The body is Garolite, cut on a Nomad 883 Pro. The skirts are 1mm thick Gr5 titanium, also cut on a Nomad 883 Pro.
The drum was made by Proto Labs First Cut, which I find is very friendly to first time users. The automated quote response time is fast, and you can indicate where you want “special features” (thread taps, etc), using their web interface. All the price is then calculated in real time according to stuff like turn-around time, material, surface finish, etc. Super easy. Highly recommended. But… expensive. One drum made in 3 days cost me $160. That’s kind of insane but I bit that bullet.
For the remote transmitter, I first took a Hobbyking GT2E, completely gutted it, stuffed my own electronics in, 3D printed a new panel cover, and also 3D printed a massive boot to fit in bigger 18650 batteries and a WiFi signal amplifier. I also replaced the steering potentiometer with an optical encoder.
The robot’s circuit is actually using a (super expensive) flexible PCB (to save weight). This was a bad idea. I was actually too underweight, and the circuit itself was too fragile. Many connections at bending points broke. But… I love experimenting.
The original idea was that I use a 6-DOF IMU sensor (MPU-6050) and encoders to get absolute heading angle data, use encoders in the remote to transmit target absolute heading angle, and then use a PID loop to perform perfect steering. Think of it as using a mouse to play a video game versus using a console gamepad’s thumbsticks. Absolute vs relative. Additionally, I was hoping to utilize the gyro sensor’s readings to adjust the robot’s spinning drum speed, using the drum as a reaction wheel, I could have implemented “one wheel steering”, and regain traction if the robot is tilted. All of these ideas were never finished because of problems encountered during assembly. The code’s been written though.
The weapon motor’s ESC is a Afro 12A with a modified SimonK firmware. The firmware is modified to eliminate calibration, enable active braking at the highest setting, and brake when idle (original behavior is brake when signal is short, coast when signal is missing). These changes are made to improve startup reliability and to conform to the safety rules set by the competition.

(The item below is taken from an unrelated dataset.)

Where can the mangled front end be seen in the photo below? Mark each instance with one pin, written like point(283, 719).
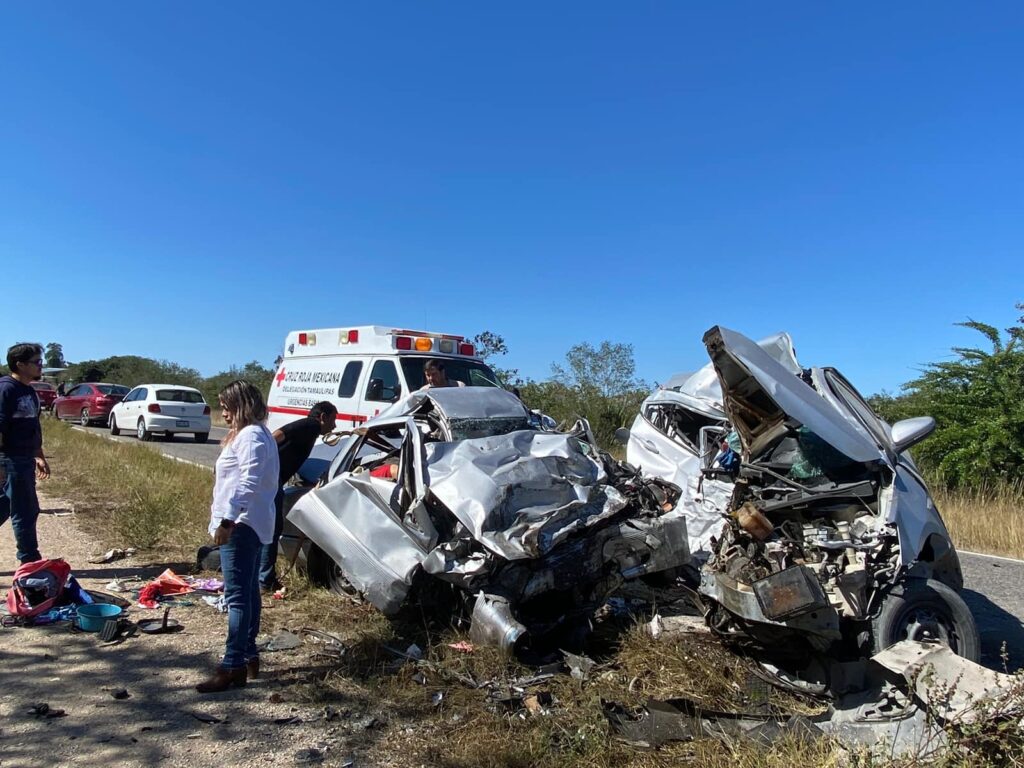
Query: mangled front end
point(532, 528)
point(807, 547)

I am pretty happy with the firmware I’ve written, even if some of it didn’t get utilized. I wrote a frequency hopping protocol that had many modes of messaging and telemetry, with the utmost focus on safety, because the ATmega256RFR2 allows you to break away from real 802.15.4 protocol. The way that the IMU data was gathered was non blocking, relying on interrupt service routines, as not to block the main thread. Both the robot and remote can be configured (and debugged) using a serial port adapter. My next combat robot will likely feature some of this code I will also try to add a telemetry display to the remote, I’ve actually started to write an Android app to display debug and to set configuration options, but I stopped since it wasn’t a priority.
RoboGames 2016
They changed the format of the Antweight division to single elimination. Shrapnelly lost in the first round to Flex, who had a pincer grabbing mechanism. He grabbed me and tossed me out the ring. Then we had rumbles, and in one of them, Shrapnelly was able to toss 3 robots out of the ring, juked one that drove out of the ring, and shoved 1 out of the ring. Then we had more rumbles and random 1v1s and it turns out that Shrapnelly is very likely to lose to grabbers, and easily damaged by other drum weapons, but do good when I can find a good spot to hit and easily flip an opponent over.
Damage Sustained
Shrapnelly took some beating. The worst came from other drum bots. It did survive a few hits from two beetleweights though. The final blow was dealt in a antweight rumble vs two other antweights, a spinner hit me in the wheel and it destroyed the gears in the gearbox.
Few More Fight Videos
Lessons Learned
My drum design was excellent (yes I would say that about my own design). It is a very conservative design, slightly smaller in diameter than what is typical, with a smaller motor than what is typical. I feared that it was too conservative, but having flipped over a few opponents and knocked them out of the arena, I say that I designed them to be the perfect size. The smaller motor also means a smaller ESC can be used. With these savings, you should invest in bigger drive motors and/or more armor.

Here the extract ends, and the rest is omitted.